Astronauts certainly cannot do without a broad range of preparations, and neither could we, which is why we were not placed in control positions immediately but had to go through – in addition to theoretical lectures – practical training, be it at the U.S. Space & Rocket Center encampment or at Area 51, model military training base. At the encampment, this involved everyday training on simulators – walking on the Moon, centrifuges, the Space Shot (a rocket launch tower; when riding on it, you can feel 3G’s), Multi-axis Trainer (a chair with multiple axes to simulate a launched space capsule), the MMU (Manned Maneuvering Unit, for work during Extravehicular Activity), and also in the various parts of a space station and the orbiter of a space shuttle. The reason is that the installations are exact copies of real-life parts of spaceships. For me this was the experience that brought me closest to space science issues, because you literally touch and feel the environment in which astronauts work.
And Area 51? Those with a weaker nature, including myself for a while when I saw the attractions, looked forward to this least of all. Nevertheless, having overcome such challenging obstacles, it is my recollections of A51 which are the strongest in terms of teamwork. For example, we had to jump off a 10-meter pillar, on the top of which there only was a disk the size of a plate, bounce off an even taller tower and ride down, only hanging on a snap hook on our backs, and thus experience the feeling of a flight … A small taste is enough for the reader to have a picture of how things were at Area 51. It later dawned on me that the main purpose of these more than extreme tasks was to learn to trust and support one another. It is called team building in English, and for astronauts who are on a mission far away from the Earth, packed into only the cubic meters that make up a space ship, team building is crucial. I myself therefore understand why this ability also needs to be a major part of training. I have in fact taken away something that I call, just for fun, “the American spirit” – the support that you feel in an emergency, the feeling that they are standing behind you and believe that you will successfully carry out the task…

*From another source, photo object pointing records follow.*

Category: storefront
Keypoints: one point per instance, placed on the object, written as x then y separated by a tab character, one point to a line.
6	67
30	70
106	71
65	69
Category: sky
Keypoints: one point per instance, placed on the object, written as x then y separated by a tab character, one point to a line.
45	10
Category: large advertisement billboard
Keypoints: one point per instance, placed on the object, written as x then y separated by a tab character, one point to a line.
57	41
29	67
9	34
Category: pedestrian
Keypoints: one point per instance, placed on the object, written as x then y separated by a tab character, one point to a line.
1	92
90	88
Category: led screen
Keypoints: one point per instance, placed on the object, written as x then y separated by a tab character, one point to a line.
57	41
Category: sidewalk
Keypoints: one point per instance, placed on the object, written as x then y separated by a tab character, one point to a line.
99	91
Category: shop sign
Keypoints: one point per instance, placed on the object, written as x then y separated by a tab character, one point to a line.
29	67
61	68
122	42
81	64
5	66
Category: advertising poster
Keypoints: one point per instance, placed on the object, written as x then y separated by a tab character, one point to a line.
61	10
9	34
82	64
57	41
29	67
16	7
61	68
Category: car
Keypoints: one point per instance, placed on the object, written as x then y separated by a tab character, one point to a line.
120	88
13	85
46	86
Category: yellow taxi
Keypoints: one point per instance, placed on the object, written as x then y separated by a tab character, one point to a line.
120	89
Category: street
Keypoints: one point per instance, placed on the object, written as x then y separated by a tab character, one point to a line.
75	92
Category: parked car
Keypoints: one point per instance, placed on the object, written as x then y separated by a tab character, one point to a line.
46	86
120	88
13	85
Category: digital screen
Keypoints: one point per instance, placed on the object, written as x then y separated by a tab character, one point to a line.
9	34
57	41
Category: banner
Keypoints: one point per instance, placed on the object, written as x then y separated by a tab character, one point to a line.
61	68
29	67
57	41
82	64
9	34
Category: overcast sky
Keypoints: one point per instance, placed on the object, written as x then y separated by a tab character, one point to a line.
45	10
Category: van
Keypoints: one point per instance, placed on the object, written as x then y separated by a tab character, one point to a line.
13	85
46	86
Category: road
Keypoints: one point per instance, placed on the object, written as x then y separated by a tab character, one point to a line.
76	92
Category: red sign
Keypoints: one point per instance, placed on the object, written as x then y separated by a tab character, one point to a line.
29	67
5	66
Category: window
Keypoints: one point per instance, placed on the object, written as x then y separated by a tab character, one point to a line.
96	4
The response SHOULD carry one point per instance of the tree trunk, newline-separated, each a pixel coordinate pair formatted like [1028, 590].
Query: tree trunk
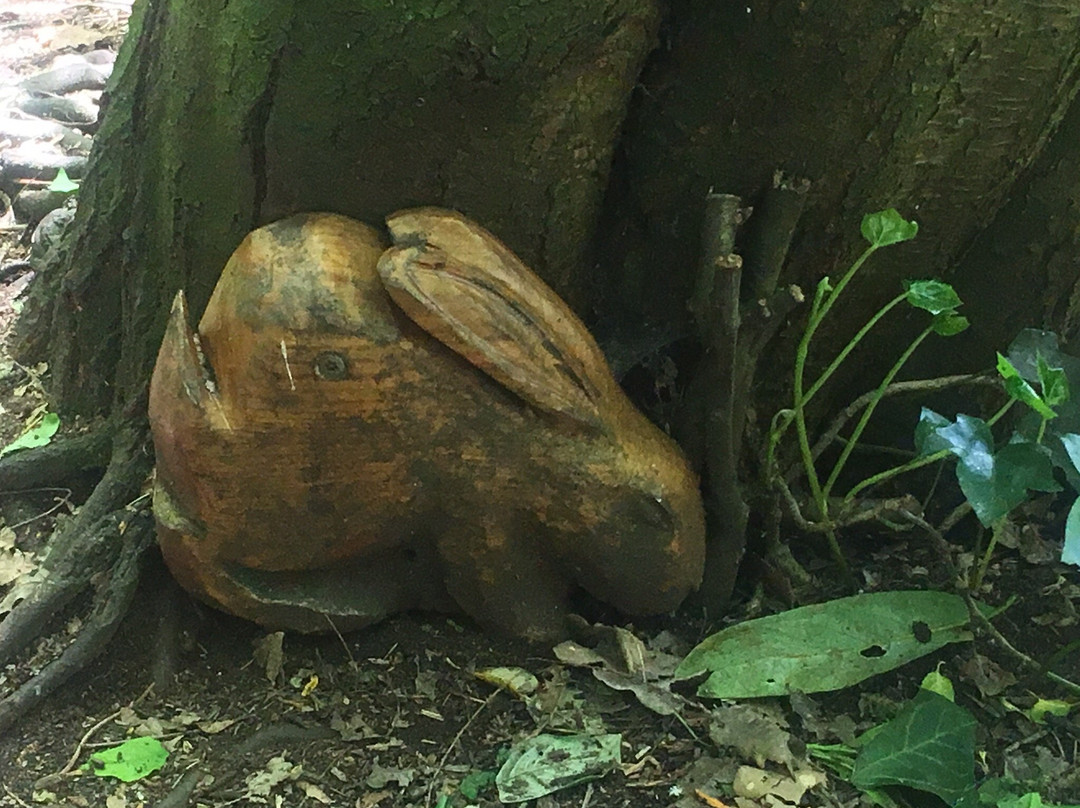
[218, 122]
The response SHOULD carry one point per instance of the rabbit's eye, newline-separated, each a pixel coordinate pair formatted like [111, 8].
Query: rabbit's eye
[332, 366]
[649, 512]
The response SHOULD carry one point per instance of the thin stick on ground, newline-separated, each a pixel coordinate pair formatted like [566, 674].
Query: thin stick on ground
[454, 742]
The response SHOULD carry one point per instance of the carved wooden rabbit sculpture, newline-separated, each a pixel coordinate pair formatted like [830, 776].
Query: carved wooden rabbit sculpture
[356, 431]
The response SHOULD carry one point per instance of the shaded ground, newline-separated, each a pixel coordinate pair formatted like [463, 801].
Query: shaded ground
[394, 715]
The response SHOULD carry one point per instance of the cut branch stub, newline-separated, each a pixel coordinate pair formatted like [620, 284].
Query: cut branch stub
[335, 443]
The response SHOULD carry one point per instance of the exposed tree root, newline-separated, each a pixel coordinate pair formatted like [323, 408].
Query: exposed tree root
[55, 461]
[108, 535]
[133, 530]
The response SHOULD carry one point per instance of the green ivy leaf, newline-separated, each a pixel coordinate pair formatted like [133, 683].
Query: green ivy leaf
[932, 296]
[63, 184]
[1053, 382]
[39, 435]
[1070, 553]
[930, 745]
[887, 227]
[133, 759]
[1017, 388]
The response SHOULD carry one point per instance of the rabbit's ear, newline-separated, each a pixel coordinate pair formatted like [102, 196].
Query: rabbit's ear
[464, 287]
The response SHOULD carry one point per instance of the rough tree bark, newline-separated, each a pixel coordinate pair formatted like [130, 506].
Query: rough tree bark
[564, 129]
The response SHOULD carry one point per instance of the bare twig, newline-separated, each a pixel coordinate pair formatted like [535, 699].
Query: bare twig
[454, 743]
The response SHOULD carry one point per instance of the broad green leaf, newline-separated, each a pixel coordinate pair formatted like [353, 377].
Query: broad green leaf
[39, 435]
[1070, 553]
[475, 783]
[1030, 344]
[932, 296]
[995, 484]
[927, 440]
[825, 646]
[948, 324]
[63, 184]
[887, 227]
[930, 745]
[548, 763]
[133, 759]
[1017, 388]
[1053, 382]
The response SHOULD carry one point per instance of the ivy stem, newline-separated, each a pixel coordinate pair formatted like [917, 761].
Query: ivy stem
[851, 346]
[868, 411]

The above could also be my summary of the reasons why I was not afraid at all to try almost 4G on a real military centrifuge the following day. And to make the picture complete, the organizers included meetings with such leading lights as the German engineer Mr. Tiesenhausen from Wernher von Braun’s team and the astronaut Story Musgrave, who took part in the repair of the Hubble space telescope, into the content of our week.
The training could not have been richer; on the missions we really felt – depending on the focus of our professions – like NASA professionals. The EDM, a six-hour simulation of an actual mission, was the culmination of the knowledge gained so far.

Following the successful completion of the program, we said good bye at a Graduation Ceremony. In addition to receiving a certificate and the squadron’s badge, we acquired a unique experience that has reassured us that it made sense, and still makes sense, to follow our dreams. Because there, we could get a feeling of what the profession is like; but in the future it will perhaps be thanks to these experiences that we will not have to only try things, but actually do them.

My thanks go to the Educa Foundation for the week that made my childhood dream come true. In no case has this dream died out because of the week. Quite the contrary, the week has reassured the dreamer that she had not erred in choosing her dream.